Q. Mas tal não sendo este o fundamento exclusivo da impugnação, não fica a impugnabilidade da liquidação dependente do prévio pedido de revisão da matéria colectável, como é jurisprudência assente nos tribunais superiores.

R. Devendo, por isso, a excepção dilatória invocada ser julgada improcedente!

S. Do supra exposto resulta que, mesmo para a correcta apreciação da supra referida excepção dilatória, o tribunal a quo não podia ter deixado de apreciar a demais matéria de facto alegada, nomeadamente a supra exposta.

T. No entanto, esta omissão, porque o juiz a quo partiu do pressuposto (certo ou errado) da procedência da excepção dilatória previamente conhecida, não determina qualquer vício formal na Sentença, mas face à improcedência da excepção em sede de recurso importará necessariamente que o Tribunal a quo seja chamado a pronunciar novamente sobre a matéria de facto e de direito da impugnação.

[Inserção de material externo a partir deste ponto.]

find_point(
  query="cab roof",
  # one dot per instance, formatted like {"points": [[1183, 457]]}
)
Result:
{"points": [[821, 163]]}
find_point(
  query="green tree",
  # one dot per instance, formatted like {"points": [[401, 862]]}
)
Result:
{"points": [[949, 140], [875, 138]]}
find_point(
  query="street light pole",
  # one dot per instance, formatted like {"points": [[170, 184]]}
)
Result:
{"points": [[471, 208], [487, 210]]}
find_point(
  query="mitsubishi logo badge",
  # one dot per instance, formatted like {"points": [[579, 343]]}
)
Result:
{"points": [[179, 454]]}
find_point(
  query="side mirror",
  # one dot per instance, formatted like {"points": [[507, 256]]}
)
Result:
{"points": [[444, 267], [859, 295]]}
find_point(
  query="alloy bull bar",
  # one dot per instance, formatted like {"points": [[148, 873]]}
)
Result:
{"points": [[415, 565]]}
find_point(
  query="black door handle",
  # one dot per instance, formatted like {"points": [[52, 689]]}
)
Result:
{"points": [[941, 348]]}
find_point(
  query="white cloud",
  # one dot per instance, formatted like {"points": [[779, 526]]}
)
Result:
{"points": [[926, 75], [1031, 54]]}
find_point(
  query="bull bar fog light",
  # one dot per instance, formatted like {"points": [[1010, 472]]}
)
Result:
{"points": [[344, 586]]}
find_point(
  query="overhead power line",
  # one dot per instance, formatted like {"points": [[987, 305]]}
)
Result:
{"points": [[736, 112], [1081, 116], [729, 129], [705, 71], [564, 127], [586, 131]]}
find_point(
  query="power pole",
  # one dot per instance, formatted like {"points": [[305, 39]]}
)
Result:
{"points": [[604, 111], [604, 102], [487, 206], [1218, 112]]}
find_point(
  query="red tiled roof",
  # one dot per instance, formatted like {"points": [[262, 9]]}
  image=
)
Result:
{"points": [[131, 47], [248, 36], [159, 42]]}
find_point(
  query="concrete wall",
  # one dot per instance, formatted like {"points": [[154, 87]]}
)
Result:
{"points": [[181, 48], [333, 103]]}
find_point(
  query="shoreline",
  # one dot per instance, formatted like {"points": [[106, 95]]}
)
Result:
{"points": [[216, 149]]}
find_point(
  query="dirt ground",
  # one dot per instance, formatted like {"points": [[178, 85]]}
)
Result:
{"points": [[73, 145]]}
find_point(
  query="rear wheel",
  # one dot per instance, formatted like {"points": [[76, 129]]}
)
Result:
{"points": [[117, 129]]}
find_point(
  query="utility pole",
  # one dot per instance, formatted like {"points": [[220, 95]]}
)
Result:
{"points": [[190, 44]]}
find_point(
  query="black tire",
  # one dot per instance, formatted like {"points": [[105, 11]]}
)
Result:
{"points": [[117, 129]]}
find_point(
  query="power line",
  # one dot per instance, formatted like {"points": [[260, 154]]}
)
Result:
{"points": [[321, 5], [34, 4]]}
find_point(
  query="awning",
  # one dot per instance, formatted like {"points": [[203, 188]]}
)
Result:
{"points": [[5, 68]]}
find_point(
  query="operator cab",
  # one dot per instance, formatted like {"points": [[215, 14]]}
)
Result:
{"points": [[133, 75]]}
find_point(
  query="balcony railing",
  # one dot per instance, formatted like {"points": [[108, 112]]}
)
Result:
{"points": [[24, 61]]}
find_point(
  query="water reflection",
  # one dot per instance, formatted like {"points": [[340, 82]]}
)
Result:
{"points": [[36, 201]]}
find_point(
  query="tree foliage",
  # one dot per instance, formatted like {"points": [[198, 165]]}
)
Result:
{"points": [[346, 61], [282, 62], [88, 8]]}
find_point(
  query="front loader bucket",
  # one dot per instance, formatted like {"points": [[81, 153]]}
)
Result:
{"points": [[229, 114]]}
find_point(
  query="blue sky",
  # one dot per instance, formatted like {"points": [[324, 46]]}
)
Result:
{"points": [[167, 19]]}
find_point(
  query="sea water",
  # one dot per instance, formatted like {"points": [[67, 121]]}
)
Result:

U. Assim, deve este recurso ser julgado procedente e julgando improcedente a excepção dilatória invocada pela Fazenda Nacional, ser a Sentença recorrida revogada e determinar a remessa dos autos ao TAF do Porto para fixação da matéria de facto pertinente e apreciação do mérito da causa.

V. A final, deve o Tribunal julgar a impugnação procedente e em consequência devem ser anuladas as correcções efetuadas à DECLARAÇÃO DE IRC, relativas ao exercício de 1998, e nessa medida ser ANULADA a LIQUIDAÇÃO OFICIOSOA de IRC que se impugna.

W. Mais devendo ordenar-se que a quantia indevidamente paga relativa a esta liquidação, ao abrigo do Decreto-Lei n.º 248-A/2002, de 14 de Novembro, no montante de 86.695,65 Euros (oitenta e seis mil seiscentos e noventa e cinco euros e sessenta e cinco cêntimos) seja restituída à contribuinte, acrescida dos respectivos juros de mora legais.

Assim o decidindo farão Vossas Ex.as inteira e sã JUSTIÇA.

1.2. Não houve contra-alegações.

A M.mª Juiz a quo lavrou despacho de sustentação.

Neste Tribunal, a Ex.mª Sr.ª Procuradora-Geral Adjunta emitiu douto parecer no sentido de que deve ser negado provimento ao recurso.

Colhidos os vistos legais, cumpre agora apreciar e decidir, visto que nada a tal obsta.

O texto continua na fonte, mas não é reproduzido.